Adipogenic induction of mesodermal cells give rise to a progenitor population closely related to adult primary adipose stromal cells (14) and expressing markers such as PDGFRA, LY6E, CD29, and CD44 (26). Of relevance to the markers examined here, CD29+ human adipose progenitors were recently shown to display strong potential to differentiate toward thermogenic adipocytes in vitro (27). A Sca1(LY6E)+/PDGFRα+ population has also been shown to give rise to both UCP1+ and UCP1− cells in vivo in mice (28), and a PDGFRα+/CD44+ progenitor population can be differentiated into beige or white adipocytes in response to β3 agonists or to a high-fat diet (15).
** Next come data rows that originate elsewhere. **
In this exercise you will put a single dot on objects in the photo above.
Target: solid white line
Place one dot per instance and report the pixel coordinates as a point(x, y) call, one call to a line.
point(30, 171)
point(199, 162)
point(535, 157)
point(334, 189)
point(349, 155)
These studies suggest that white and beige adipocytes could derive from a PDGFRα+ common progenitor, although they may also potentially originate from bidirectional differentiation depending on the fat depot (29,30). Accordingly, in vitro and in vivo differentiation of hiPSC-derived adipose progenitors gives rise to adipocytes displaying beige markers and a functional beige adipocyte response. Mesodermal induction of hiPSCs in hematopoietic medium introduced in our protocol may favor a thermogenic adipose phenotype. In accordance, human beige adipocytes develop in association with capillary networks, and angiogenesis regulates beige adipocyte differentiation via a paracrine mechanism (10,31). In addition, BMP4, used for mesodermal induction in our protocol, may direct adipocytes toward a beige phenotype, as demonstrated for human adult preadipocytes (32). Beige adipocytes are likely present, albeit in small amounts, in various human adipose depots and may constitute an important subset of thermogenic cells in adults (2,3). The scalability of our protocol makes it a valuable tool to provide an unlimited source of cells to model beige adipose tissue development and physiology, and for metabolic investigations, including therapeutic screening.